The Castle of Fu Manchu
"Therefore, I am displeased."
Starring: Christopher Lee, Richard Greene, Howard Marion Crawford, Tsai Chin, Gunther Stoll
Rating: 6/10
Directed By: Jesus Franco
Runtime: 98 minutes
Starring: Christopher Lee, Richard Greene, Howard Marion Crawford, Tsai Chin, Gunther Stoll
Rating: 6/10
Directed By: Jesus Franco
Runtime: 98 minutes
The fifth and final film in Harry Alan Towers' Fu Manchu series, Castle of Fu Manchu (1969) suffered a horrible critical and box office drubbing upon it's release. Significantly a step below it's predecessors (Face, Brides, Vengeance and Blood) and relying on footage from A Night to Remember (1958), Campbell's Kingdom (1957) and Blood of Fu Manchu (1968), Towers himself saw the end was here. "I said to Jesus when I'd viewed the print, 'oh, you'd done something that was impossible. You've successfully killed Fu Manchu.'" Not as bad as all that, Castle of Fu Manchu does indeed finish the series and provides a modicum of entertainment as a double-header with Blood of Fu Manchu.Fu this time wants to freeze the oceans as a display of his might and has no trouble trying out his new plan which, as always, alerts Nayland Smith (Richard Greene) and Dr. Petrie (Howard Marion Crawford). Petrie is smart enough to worry about the instability of Fu's new power but after spending the previous film mostly blind Smith wants action and he soon gets it as Fu kidnaps Professor Heracles (Gustavo Re), the world's foremost expert on crystallizing water. Fu's laboratory is bad-ass and he has every bong-looking implement ever, all bubbling and smoking up a storm. Heracles immediately sells out an (uncredited) Professor Kessler, heart guy, as he has a dickey heart and Fu tells him with Kessler he can cure it. Smith and Petrie rush to Kessler's side and the discovery of his hot secretary, Ingrid (shamelessly uncredited), is made. Kessler is stolen away right under Smith's nose and Smith is pissed. A little tenuous reasoning, a lit cigarette and they're off.

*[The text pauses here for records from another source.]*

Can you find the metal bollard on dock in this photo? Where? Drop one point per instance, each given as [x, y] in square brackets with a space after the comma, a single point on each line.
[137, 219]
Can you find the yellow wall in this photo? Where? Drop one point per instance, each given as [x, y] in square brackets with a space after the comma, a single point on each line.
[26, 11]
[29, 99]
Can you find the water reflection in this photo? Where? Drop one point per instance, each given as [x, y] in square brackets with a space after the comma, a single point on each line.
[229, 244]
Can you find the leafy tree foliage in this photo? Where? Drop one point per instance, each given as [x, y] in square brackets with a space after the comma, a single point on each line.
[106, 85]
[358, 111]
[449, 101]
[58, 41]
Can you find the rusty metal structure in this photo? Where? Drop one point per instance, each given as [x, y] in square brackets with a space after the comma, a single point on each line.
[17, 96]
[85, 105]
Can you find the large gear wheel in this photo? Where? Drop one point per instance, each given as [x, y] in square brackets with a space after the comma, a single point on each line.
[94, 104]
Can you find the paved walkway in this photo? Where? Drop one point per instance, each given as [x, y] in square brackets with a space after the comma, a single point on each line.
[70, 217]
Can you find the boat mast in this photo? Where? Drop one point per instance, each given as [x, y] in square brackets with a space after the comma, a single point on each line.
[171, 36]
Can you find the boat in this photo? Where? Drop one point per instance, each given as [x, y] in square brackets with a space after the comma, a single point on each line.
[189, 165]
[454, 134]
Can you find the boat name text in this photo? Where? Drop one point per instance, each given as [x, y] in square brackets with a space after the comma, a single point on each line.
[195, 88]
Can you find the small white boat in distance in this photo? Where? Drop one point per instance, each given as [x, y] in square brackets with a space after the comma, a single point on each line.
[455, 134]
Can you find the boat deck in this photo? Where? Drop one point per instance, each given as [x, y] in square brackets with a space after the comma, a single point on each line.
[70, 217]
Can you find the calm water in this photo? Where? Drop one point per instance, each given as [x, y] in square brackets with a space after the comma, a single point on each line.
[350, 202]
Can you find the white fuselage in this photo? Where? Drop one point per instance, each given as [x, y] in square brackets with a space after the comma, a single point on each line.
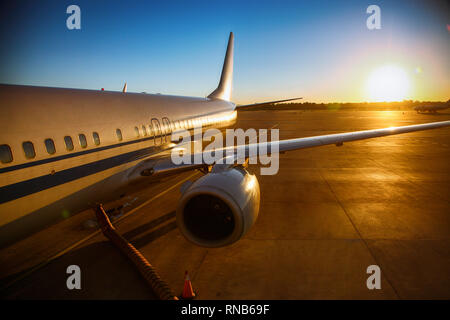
[36, 190]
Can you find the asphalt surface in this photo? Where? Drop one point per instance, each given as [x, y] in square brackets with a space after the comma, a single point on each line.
[328, 214]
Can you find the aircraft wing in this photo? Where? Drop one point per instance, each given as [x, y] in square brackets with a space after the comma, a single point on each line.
[164, 166]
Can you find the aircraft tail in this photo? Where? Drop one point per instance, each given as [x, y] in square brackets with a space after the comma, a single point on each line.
[223, 91]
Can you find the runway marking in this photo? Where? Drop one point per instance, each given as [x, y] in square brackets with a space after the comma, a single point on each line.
[76, 244]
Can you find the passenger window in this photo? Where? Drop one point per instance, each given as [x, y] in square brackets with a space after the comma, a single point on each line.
[136, 131]
[96, 138]
[150, 130]
[119, 134]
[5, 153]
[50, 146]
[69, 143]
[28, 148]
[83, 141]
[166, 125]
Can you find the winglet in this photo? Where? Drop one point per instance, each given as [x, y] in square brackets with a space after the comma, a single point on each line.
[223, 91]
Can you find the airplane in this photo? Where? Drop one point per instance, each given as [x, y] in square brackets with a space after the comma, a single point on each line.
[64, 150]
[432, 109]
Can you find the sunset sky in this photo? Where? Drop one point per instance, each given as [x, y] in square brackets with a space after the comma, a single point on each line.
[319, 50]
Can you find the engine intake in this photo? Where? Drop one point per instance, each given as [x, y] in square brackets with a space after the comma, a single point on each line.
[219, 208]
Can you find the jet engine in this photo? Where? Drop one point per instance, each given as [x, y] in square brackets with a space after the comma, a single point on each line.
[219, 208]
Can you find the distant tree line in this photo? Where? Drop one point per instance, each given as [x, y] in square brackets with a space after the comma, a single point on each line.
[394, 106]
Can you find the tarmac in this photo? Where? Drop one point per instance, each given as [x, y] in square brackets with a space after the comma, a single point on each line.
[328, 214]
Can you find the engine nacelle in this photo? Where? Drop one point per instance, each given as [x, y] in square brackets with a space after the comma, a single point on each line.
[219, 208]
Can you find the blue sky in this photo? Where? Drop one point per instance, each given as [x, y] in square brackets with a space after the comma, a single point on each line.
[317, 49]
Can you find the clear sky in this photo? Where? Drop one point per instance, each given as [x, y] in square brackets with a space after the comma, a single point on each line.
[321, 50]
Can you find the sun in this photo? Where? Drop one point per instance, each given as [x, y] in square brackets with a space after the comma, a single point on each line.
[387, 83]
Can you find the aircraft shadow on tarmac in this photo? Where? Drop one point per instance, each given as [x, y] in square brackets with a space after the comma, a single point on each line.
[108, 275]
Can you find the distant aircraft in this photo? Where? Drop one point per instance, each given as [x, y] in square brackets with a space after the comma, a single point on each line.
[65, 150]
[431, 108]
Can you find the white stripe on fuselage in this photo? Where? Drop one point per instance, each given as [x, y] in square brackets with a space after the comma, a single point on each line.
[35, 114]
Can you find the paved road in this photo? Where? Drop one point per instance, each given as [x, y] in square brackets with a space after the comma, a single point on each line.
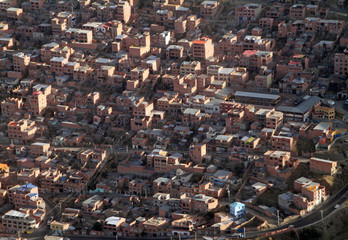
[315, 216]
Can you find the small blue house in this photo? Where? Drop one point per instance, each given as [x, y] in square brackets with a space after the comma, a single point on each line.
[237, 209]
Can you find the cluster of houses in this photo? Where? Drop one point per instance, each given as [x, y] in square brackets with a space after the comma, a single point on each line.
[157, 123]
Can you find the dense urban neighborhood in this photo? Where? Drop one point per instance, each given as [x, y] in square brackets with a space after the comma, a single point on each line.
[173, 119]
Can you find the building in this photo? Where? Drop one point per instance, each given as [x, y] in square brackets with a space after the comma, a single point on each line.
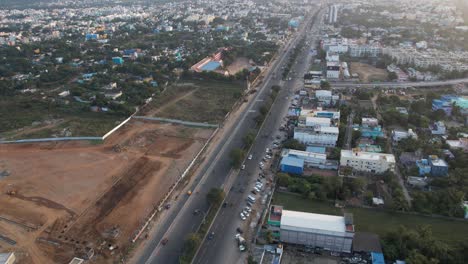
[438, 128]
[292, 165]
[317, 121]
[370, 132]
[446, 106]
[418, 182]
[326, 97]
[332, 14]
[369, 121]
[311, 159]
[423, 167]
[7, 258]
[329, 232]
[439, 167]
[434, 166]
[319, 136]
[333, 70]
[367, 161]
[399, 135]
[76, 261]
[117, 60]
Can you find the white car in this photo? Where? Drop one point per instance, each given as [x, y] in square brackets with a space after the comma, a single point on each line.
[243, 216]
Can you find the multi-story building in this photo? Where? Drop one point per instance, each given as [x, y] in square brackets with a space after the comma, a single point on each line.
[438, 128]
[311, 159]
[333, 70]
[320, 136]
[317, 121]
[399, 135]
[367, 161]
[329, 232]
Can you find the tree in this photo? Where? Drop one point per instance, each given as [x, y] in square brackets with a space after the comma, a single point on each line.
[215, 196]
[237, 157]
[324, 85]
[191, 244]
[283, 179]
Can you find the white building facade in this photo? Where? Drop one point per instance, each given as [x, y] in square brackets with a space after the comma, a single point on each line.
[367, 161]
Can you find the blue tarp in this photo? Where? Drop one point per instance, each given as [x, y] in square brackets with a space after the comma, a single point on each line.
[211, 66]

The rest of the plot is rather incomprehensible and you don't really need much more anyway. Fu Manchu continues throughout to show how completely ruthless and diabolical he is, which is really the selling point in the first place. It's not called Castle of Nayland Smith. Fu has no patience at all. He commands, things happen. Period. He has no compunction about using opium to draw in henchmen, as well as use it for nefarious doings of his own. "My hand stretches out to turn water into ice and transform safety into the deadliest peril, " says Fu and he Goddamn means it, threatening, "in four days I shall bring desolation to mankind." This is just the kind of savage shit he was into in the novels and Christopher Lee's in rare form in Castle. He gestures, he commands, he flat-out exudes menace. Fu is willing to sacrifice his own troops and he completely blows a dam apart because a) he wishes to convince Kessler to play it his way and b) because the workers refused to carry his shit up the mountain to his castle. He's a real "you don't do it and you're fucked" kinda boss.
Smith is much more his active self in this film. Smith swims to Fu's island himself and jets easy as pie to the radio room where he calls in help. Fu's got a clever gas trap ready, though. He really is insidious. Once again blind luck goes Smith's way and the Si-Fan has to resort to fisticuffs. Smith is ready, "hip-bumping" enemies to the ground; kinda like the "hokey-pokey" as a kung-fu style. Still, he ECW's three opponents through tables and takes on one Kendo-stick wielder! Kessler and Ingrid fall victim to a water trap and Ingrid does her best to pull Kessler down and kill him in panic. Despite this, Kessler rescues himself and the girl, laying down the smack along the way and, once untied with Smith, the trio stands ready for whatever Fu can bring.Castle of Fu Manchu, though not on a par with Franco's previous effort nonetheless felt enough like a Fu Manchu story (albeit the worst one) to provide some enjoyment and is no worse a series entrant as the worst Bond would be - and I'll go on record as saying even the worst Bond is better than 85% of the crap out there just because it's a Bond but there are some less-than-stellar Bonds. Same with Castle of Fu Manchu. Not bad but there are way better Fu Manchu efforts. Jess Franco himself shows up as Inspector Ahmet and Christopher Lee, as I mentioned earlier, plays Fu to the hilt. Definitely worth a view if a Fu Manchu fan and it rounds out the 1960s series; for the rest, throw it in after Blood of Fu Manchu and fall asleep to it.